If you're in a competitive category where AI search is driving real traffic decisions, monitoring alone is increasingly hard to justify. You need to know not just that you're losing, but why -- and what to do about it.
When to look beyond Otterly and Peec
A few signals that you've outgrown the monitoring tier:
- You're tracking visibility scores but can't explain why they're moving
- You know competitors are getting cited but don't know what content they have that you don't
- You want to know which pages on your site AI crawlers are actually reading (and which they're ignoring)
- You're producing content but can't connect it to changes in AI visibility
- You need to show ROI from AI search to leadership, not just a visibility score
If any of those resonate, the monitoring-only tools aren't going to get you there. You'll want something that closes the loop between data and action.
Promptwatch is built around exactly that loop: find the prompts where you're invisible, generate content to fill those gaps, and track whether it works. The Answer Gap Analysis shows you specifically which prompts competitors rank for that you don't -- not as an abstract score but as a list of actual questions with actual content recommendations. The Content Agents then generate articles and briefs grounded in that prompt data. And the crawler logs show you when AI engines start reading your new pages and when those pages move from crawl to citation.

That's a different category of tool than Otterly or Peec. It's also priced differently -- starting at $99/month for the Essential plan. Whether that's worth it depends on how seriously AI search is affecting your business.

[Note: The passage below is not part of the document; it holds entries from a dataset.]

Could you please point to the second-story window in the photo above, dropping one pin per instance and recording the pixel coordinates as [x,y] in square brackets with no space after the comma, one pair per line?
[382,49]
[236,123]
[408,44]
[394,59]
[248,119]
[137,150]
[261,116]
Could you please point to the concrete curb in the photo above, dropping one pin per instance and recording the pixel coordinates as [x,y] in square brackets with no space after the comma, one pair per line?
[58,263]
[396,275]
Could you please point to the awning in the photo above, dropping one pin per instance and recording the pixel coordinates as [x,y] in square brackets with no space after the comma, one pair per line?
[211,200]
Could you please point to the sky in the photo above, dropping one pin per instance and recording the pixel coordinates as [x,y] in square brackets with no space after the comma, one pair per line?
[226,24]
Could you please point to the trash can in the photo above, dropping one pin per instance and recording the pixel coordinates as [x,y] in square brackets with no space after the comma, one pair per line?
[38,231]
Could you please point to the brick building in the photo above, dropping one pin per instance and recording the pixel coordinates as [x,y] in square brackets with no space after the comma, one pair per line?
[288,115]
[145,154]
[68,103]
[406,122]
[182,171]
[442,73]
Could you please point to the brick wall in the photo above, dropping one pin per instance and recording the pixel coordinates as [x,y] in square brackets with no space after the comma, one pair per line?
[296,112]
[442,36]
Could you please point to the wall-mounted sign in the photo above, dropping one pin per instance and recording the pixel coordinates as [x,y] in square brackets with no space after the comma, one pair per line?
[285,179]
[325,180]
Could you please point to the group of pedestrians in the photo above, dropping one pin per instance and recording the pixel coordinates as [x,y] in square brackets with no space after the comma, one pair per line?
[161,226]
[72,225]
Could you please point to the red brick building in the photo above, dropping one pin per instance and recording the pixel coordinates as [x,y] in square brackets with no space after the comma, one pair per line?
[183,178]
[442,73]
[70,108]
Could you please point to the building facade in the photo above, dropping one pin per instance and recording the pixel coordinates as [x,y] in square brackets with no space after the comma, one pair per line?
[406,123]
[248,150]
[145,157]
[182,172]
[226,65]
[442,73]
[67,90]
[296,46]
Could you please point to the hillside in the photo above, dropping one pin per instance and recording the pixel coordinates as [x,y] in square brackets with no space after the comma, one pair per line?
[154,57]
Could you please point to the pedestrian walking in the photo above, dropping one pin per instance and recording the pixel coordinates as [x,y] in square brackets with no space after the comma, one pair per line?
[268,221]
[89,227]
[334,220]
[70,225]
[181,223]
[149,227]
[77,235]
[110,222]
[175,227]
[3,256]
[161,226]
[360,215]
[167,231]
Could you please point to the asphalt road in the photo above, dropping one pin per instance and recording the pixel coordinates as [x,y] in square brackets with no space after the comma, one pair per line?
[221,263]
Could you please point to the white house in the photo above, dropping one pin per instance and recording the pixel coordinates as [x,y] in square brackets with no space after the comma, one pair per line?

Other monitoring-tier options worth knowing
If you're committed to the monitoring tier and want to explore beyond Otterly and Peec, a few others are worth a look:
Rankscale is one of the budget challengers with broad engine coverage and unlimited seats -- worth checking if cost is the primary constraint.
AthenaHQ sits slightly above the pure monitoring tier with some technical SEO focus, though it's still primarily a tracking product without content generation.
Scrunch AI is interesting because it combines monitoring with some content generation capability -- not as deep as a full optimization platform, but more than a pure tracker.

ZipTie is a focused, lightweight option if you want something even simpler than Otterly.
How to decide
Here's a simple decision tree:
- If you want the cheapest credible replacement for Hall with solid engine coverage: Otterly.AI
- If you need strong analytics and your audience is international: Peec AI
- If you need Claude and Gemini coverage without Enterprise pricing: Otterly.AI (Peec locks these behind Enterprise)
- If you're a developer-heavy team that wants to query brand data from AI tools directly: Otterly.AI (MCP integration)
- If monitoring alone isn't enough and you need to actually improve your AI visibility: Promptwatch (or Scrunch if budget is tighter)
The monitoring-only tools are fine for what they are. They're not fine if what you actually need is to move the needle.
Bottom line
Hall refugees have two solid options in the monitoring tier: Otterly.AI if you want accessible pricing and broad engine coverage, Peec AI if you want deeper analytics and international flexibility. Both are honest, functional products that will tell you where you stand in AI search.
What they won't do is help you change where you stand. If that's the gap you're trying to close, the monitoring tier isn't the right category -- and this might be the right moment to make that jump.